Sleep and anesthesia seem so similar that the task of analyzing the neurological similarities and differences between
the two is an obvious research postulate. Both involve the loss of consciousness, or the loss of awareness of external
stimuli. Yet when we investigate further, key differences start to manifest themselves—anesthesia is drug-induced while
sleep requires no external cause being only the most salient. Other fascinating questions crowd in too: do we dream
while under anesthesia, and do we feel pain while sleeping? Examining neuralactivity associated with sleep and anesthesia
can be effected at various levels, from the microscopic, single-neuron level right up to that of whole neural populations.

This book aims to reveal the underlying neural mechanisms of sleep and anesthesia by employing a range of experimental
techniques and applying theoretical models of neural activity that predict the mechanisms related to both states. Of course,
these models offer deeper insights if their assumptions and resulting data can be correlated to experimental findings, and it
is these correlations that the book focuses on. As the outcome of workshops on anesthesia and sleep at the 2007 and 2009
Computational Neuroscience Conferences in Toronto and Berlin, the chapters lay out key theoretical issues as well as hot
contemporary research topics. It also details experimental techniques on various spatial scales, such as fMRIand EEG-experiments
on the macroscopic, and single-neuron and LFP measurements on the microscopic scale.

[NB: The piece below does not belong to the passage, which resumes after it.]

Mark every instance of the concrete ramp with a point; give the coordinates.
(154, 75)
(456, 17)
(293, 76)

The book has been motivated by the workshops "Modeling of anaesthesia and sleep by neuronal networks" at the CNS 2007 in
Toronto and "Anaesthesia and Sleep: Recent experimental and theoretical aspects" at the CNS 2009 in Berlin.

 


Coordinated activity in the brain:

Measurement and Relevance to Brain Function and Behavior

 

Editors: Jose Luis Perez Velazquez , Richard Wenneberg

Increasing interest in the study of coordinated activity of brain cell ensembles reflects the current conceptualization
of brain information processing and cognition. It is thought that cognitive processes
involve not only serial stages of
sensory signal processing, but also massive parallel information processing circuitries, and therefore it is the coordinated
activity of neuronal networks of brains that give rise to cognition and consciousness in general. While the concepts and
techniques to measure synchronization are relatively well characterized and developed in the mathematics and physics
community, the measurement of coordinated activity derived from brain signals is not a trivial task, and is currently a

subject of debate. Coordinated Activity in the Brain: Measurements and Relevance to Brain Function and Behavior addresses
conceptual and methodological limitations, as well as advantages, in the assessment of cellular coordinated activity from

neurophysiological recordings.

The book offers a broad overview of the field for investigators working in a variety of disciplines (neuroscience, biophysics,
mathematics, physics, neurology, neurosurgery, psychology, biomedical engineering, computer science/computational biology),
and introduces future trends for understanding brain activity and its relation to cognition and pathologies. This work will be

valuable to professional investigators and clinicians, graduate and post-graduate students in related fields of neuroscience and

biophysics, and to anyone interested in signal analysis techniques for studying brain function.

The book has been motivated by the workshop "Synchronization of brain signals: what is real, what is not" at the CNS 2007 in Toronto.